Heart Surgery To Ironman – The Next Chapter

3 Jan

So then new year has finally arrived – for me, 2011 signals the continuation on a journey to the ultimate physical and mental challenge of an Ironman. Reminiscing about 2010 today has made me realise the strength I gained from a trying year inspite of the obstacle of being diagnosed with a heart condition. The experience has made me even more grateful for the ability to exercise and the excitement of entering races to push my physical boundaries.

I started 2010 bursting with enthusiasm for exercise and had entered many races; running and triathlon. I was enjoying being part of the local triathlon club, had huge plans for new business and generally felt great…apart from a few nagging symptoms. I had been to see my doctor on new year’s eve as something told me that was a serious condition underlying. Lucky that I did as 2 weeks later, I was diagnosed with a hole in the heart. On new year’s day 2011, I sat discussing that year that has passed and tried to pinpoint the positive parts that stood out. I identified moving house, employing a first member of staff, enjoying having family over in the summer, signing up to a coaching course. I was a little sad to not have achieved the sporting and business aims I had set out in January 2010.

Aims from last year are now being carried over to 2011, with an added few, including a half Ironman in September. My journey to Ironman is not only following heart surgery but  also as a novice triathlete. I had just a year of training in the 3 disciplines before doctors told me to stop all exercise. This was a frustrating time, leaving me feeling helpless. My focus on the future kept me going, as it does now. When I lack the motivation to run, bike or swim, I imagine myself back in the hospital speaking to the consultant who told me my heart was failing. The previous day I had run 16 miles!
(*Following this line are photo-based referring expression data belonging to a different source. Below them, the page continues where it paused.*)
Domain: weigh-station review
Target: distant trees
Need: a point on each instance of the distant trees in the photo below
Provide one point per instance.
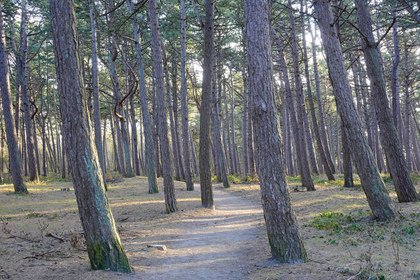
(103, 243)
(371, 181)
(125, 79)
(205, 112)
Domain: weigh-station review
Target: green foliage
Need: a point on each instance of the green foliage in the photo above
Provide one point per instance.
(234, 179)
(401, 232)
(294, 179)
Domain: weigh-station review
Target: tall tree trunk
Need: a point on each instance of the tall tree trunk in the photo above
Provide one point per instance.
(170, 108)
(95, 88)
(56, 131)
(205, 113)
(324, 161)
(175, 108)
(218, 144)
(245, 117)
(322, 131)
(168, 181)
(227, 128)
(300, 105)
(348, 170)
(282, 230)
(194, 156)
(103, 244)
(149, 152)
(26, 106)
(407, 110)
(124, 150)
(298, 129)
(184, 105)
(395, 85)
(11, 136)
(134, 136)
(371, 181)
(389, 137)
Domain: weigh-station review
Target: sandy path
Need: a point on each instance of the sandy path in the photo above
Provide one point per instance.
(223, 246)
Speaking of heart failure, my grandfather has recently been diagnosed with this condition after a history of angina, heart attacks and coronary artery bypasses. We share stories of scans and consultant visits , laughing about the similarities. Coronary heart disease is all around and this makes me passionate about spreading the message about the importance of a healthy lifestyle. The cardiac history in my family has always been a concern to me, and maybe was one of the reasons I started running regularly. When studying to be a nurse, I chose to write  my dissertation on cardiac rehabilitation and found it amusing that I ended up attending these classes myself, age 27!

Now that 2011 is here, the long term goal of an Ironman in 2012 feels that much closer. I just can’t wait!!